FIG. 7.

Permeabilization of calcein-loaded liposomes by purified S protein. (A) Kinetics of dye release by holin and alpha-hemolysin. Total release is effected by adding 0.05% Triton X-100 (○). Relative fluorescence was monitored continuously for the first 5 min. Single point measurements were taken between 10 and 20 min postaddition of protein. Amounts of protein added to initiate the assay were as follows: 8.75 μg of alpha-hemolysin (□), 15.2 μg of S105H94 (⧫), 3.8 μg of S105H94 (◊), and 17.6 μg of S105H94a52v (▿). (B) Sequential amounts (1.9 μg) of S105H94 were added to calcein-loaded liposomes, as indicated by the vertical arrows. Fluorescence was monitored continuously. (C) Pretreatment of calcein-loaded liposomes with a S105H94a52v. Maximum release of dye was established by addition of 0.05% Triton X-100 (⧫).
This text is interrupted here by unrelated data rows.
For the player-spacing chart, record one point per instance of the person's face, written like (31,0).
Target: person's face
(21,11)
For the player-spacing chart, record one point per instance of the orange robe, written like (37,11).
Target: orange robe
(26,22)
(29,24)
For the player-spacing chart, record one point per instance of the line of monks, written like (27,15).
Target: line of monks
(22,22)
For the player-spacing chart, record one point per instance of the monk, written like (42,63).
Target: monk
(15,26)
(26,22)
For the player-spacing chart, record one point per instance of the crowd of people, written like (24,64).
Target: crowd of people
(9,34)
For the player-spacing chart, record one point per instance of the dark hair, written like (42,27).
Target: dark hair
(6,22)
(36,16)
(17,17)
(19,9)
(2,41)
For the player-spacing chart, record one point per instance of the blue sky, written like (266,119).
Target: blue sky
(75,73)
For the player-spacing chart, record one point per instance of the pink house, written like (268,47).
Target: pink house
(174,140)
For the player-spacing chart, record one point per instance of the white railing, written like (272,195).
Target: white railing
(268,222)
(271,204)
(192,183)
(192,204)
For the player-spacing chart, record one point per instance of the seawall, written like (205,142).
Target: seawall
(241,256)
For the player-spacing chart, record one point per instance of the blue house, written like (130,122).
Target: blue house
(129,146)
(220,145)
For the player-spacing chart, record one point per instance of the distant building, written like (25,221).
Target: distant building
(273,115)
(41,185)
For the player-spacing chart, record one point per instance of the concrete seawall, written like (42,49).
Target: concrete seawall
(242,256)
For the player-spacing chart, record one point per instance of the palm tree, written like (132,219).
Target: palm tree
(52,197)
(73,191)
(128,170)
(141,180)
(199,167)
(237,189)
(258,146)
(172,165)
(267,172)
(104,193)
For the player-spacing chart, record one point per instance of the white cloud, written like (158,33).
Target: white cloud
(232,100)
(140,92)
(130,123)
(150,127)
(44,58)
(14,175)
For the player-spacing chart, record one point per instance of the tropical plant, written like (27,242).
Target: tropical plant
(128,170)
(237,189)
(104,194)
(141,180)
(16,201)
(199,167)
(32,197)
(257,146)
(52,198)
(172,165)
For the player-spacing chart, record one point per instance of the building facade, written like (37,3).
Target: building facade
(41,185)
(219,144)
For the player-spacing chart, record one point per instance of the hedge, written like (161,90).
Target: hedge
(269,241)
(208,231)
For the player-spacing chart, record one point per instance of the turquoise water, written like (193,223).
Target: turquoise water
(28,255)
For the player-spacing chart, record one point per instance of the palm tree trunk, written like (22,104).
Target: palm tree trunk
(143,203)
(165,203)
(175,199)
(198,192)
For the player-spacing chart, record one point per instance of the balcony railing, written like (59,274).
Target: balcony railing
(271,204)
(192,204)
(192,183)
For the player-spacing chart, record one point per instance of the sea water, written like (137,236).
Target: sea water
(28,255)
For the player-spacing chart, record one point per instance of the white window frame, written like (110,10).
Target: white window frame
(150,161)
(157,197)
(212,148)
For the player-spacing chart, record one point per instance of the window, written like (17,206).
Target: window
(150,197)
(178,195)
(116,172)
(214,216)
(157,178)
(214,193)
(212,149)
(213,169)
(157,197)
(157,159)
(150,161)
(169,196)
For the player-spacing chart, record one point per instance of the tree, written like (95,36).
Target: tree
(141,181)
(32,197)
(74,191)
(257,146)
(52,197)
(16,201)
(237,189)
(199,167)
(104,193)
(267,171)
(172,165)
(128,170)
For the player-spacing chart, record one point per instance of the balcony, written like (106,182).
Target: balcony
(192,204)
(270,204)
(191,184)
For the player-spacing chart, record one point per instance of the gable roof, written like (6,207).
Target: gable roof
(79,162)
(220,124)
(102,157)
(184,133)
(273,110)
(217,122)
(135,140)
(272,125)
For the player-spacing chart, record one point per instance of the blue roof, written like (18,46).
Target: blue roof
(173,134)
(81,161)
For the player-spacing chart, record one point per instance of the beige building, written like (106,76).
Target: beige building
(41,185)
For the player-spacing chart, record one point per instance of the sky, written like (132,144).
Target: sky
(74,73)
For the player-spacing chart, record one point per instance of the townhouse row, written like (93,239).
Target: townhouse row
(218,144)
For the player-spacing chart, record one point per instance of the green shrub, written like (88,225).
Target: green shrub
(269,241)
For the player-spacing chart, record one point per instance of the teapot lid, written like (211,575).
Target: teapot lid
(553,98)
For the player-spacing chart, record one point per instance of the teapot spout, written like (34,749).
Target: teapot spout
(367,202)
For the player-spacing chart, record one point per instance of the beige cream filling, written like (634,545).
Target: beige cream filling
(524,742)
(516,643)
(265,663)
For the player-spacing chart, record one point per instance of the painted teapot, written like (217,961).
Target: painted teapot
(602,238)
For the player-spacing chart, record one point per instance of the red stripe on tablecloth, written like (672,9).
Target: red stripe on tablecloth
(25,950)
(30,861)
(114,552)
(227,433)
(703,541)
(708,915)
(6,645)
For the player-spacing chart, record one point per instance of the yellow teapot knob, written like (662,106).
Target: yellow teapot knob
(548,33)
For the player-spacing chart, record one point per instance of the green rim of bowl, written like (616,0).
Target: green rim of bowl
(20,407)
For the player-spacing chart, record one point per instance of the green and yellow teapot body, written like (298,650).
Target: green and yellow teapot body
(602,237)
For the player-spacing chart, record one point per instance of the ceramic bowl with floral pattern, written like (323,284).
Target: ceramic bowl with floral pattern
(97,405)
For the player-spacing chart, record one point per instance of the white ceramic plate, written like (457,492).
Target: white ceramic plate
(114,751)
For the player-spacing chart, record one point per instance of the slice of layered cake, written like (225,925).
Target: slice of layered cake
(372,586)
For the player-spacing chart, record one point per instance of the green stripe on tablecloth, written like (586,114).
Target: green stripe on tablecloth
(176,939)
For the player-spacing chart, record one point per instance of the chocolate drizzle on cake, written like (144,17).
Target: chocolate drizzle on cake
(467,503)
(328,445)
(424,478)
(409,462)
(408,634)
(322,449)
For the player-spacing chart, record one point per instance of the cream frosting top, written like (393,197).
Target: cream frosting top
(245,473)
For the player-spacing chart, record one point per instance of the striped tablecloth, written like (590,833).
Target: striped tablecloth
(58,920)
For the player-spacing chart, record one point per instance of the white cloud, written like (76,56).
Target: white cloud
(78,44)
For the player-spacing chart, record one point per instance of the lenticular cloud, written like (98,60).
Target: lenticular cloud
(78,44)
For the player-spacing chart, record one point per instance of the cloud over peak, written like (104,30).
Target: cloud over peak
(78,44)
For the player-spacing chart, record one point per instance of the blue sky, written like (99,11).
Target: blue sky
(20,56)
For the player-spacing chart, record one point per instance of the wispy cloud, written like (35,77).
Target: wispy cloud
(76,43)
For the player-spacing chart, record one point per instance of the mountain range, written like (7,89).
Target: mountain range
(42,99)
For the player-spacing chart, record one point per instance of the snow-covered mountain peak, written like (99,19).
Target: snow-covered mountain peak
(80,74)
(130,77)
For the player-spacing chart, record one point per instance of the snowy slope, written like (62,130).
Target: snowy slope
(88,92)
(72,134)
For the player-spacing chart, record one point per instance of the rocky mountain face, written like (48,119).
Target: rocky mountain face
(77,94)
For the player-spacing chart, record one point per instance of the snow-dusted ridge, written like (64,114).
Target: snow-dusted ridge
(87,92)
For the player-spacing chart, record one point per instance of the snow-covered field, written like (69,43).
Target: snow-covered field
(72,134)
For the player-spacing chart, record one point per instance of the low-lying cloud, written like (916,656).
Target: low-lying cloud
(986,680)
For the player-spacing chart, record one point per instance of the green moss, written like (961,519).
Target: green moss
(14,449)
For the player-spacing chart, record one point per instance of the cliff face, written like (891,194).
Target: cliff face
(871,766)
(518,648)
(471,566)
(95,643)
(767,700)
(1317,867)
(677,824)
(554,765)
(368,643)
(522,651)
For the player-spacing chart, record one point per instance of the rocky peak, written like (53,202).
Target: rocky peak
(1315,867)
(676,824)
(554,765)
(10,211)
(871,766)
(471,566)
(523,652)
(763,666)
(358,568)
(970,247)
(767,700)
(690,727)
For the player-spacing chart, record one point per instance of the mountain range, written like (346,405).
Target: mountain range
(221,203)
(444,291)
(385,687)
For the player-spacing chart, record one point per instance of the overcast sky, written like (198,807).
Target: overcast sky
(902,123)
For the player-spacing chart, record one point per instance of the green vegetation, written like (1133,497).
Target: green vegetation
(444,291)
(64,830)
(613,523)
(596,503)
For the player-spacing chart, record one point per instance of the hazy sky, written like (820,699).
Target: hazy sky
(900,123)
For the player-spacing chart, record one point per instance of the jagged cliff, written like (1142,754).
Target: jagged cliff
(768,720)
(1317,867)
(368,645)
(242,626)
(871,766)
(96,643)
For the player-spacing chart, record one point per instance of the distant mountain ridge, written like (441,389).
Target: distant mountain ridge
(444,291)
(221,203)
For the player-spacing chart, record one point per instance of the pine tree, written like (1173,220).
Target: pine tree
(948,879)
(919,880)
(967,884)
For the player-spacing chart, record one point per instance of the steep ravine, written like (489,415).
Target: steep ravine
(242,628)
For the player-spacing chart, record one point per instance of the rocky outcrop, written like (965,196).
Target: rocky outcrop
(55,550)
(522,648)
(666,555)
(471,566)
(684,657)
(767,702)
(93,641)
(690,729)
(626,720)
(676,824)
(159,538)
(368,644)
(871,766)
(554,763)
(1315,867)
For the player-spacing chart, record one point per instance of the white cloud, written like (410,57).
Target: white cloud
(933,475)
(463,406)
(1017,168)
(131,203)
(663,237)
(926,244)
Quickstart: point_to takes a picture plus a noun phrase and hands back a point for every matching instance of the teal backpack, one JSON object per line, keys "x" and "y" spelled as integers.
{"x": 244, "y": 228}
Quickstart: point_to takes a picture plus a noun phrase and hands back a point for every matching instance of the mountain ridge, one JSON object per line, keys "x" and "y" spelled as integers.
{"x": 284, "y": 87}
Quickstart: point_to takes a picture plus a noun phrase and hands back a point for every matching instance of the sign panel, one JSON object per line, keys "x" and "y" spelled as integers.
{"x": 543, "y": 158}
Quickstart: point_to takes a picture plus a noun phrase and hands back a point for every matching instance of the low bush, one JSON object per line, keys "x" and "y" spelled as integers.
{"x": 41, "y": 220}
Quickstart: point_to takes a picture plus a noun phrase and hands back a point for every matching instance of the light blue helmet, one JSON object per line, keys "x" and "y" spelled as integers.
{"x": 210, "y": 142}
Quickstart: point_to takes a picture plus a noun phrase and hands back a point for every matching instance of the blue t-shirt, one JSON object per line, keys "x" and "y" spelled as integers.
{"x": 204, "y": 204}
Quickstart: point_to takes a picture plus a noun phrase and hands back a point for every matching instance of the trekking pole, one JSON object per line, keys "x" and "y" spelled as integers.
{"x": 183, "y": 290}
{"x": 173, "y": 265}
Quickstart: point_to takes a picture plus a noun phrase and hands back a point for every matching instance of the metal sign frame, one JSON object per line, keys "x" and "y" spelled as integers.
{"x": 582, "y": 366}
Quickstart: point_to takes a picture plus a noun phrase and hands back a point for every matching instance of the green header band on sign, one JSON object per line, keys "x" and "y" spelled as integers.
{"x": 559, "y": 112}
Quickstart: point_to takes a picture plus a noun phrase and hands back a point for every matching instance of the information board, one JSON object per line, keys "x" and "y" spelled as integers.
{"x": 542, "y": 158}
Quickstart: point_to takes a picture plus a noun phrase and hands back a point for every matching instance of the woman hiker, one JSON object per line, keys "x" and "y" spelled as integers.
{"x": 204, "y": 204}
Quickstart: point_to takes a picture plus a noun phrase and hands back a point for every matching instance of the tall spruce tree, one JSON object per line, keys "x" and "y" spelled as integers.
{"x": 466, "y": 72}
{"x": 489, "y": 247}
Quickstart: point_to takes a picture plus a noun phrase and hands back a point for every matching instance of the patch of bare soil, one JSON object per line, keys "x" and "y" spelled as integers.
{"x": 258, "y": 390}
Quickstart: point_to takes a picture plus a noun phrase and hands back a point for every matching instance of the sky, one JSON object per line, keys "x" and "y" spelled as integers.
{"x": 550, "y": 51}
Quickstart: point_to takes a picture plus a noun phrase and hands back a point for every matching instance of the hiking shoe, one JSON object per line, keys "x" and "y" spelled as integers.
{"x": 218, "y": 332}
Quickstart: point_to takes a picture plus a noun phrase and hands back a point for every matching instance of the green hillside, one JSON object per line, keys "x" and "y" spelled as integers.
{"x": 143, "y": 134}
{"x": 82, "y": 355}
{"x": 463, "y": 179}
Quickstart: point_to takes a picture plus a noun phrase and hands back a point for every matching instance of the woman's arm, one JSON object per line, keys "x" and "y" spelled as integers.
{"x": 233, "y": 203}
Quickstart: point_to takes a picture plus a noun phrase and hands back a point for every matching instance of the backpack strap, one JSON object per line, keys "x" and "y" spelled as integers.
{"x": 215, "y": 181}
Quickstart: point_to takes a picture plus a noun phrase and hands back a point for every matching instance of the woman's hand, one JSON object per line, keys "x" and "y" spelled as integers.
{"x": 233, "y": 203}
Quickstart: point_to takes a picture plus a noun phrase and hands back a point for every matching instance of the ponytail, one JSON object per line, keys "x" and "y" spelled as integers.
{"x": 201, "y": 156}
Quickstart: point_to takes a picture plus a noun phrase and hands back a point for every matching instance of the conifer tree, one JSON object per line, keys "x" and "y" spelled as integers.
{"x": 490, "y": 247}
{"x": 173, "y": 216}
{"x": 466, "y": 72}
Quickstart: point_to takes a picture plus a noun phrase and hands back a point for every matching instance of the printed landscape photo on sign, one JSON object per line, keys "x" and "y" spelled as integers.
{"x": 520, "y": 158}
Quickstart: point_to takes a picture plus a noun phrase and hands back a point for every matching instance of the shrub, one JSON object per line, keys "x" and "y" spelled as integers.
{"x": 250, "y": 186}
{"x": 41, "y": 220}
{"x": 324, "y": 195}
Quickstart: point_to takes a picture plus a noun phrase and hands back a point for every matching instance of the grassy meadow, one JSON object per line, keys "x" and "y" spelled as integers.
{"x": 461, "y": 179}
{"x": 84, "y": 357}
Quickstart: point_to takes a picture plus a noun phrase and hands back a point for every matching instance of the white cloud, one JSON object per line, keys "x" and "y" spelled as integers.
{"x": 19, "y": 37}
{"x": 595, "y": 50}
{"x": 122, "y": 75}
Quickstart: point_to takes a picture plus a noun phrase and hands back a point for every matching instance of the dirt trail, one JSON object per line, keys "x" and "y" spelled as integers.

A baseline signal was established by adding an equal volume of 6 M GdnHCl in TBS (◊). At point a, 7.6 μg of S105H94 protein (+) or 8.8 μg of S105H94a52v protein (○) was mixed separately with calcein-loaded liposomes, and fluorescence was monitored for 1 h. At point b, 7.6 μg of S105H94 was then added to both S105 (+) and S105H94 (⊕) samples, and fluorescence was monitored.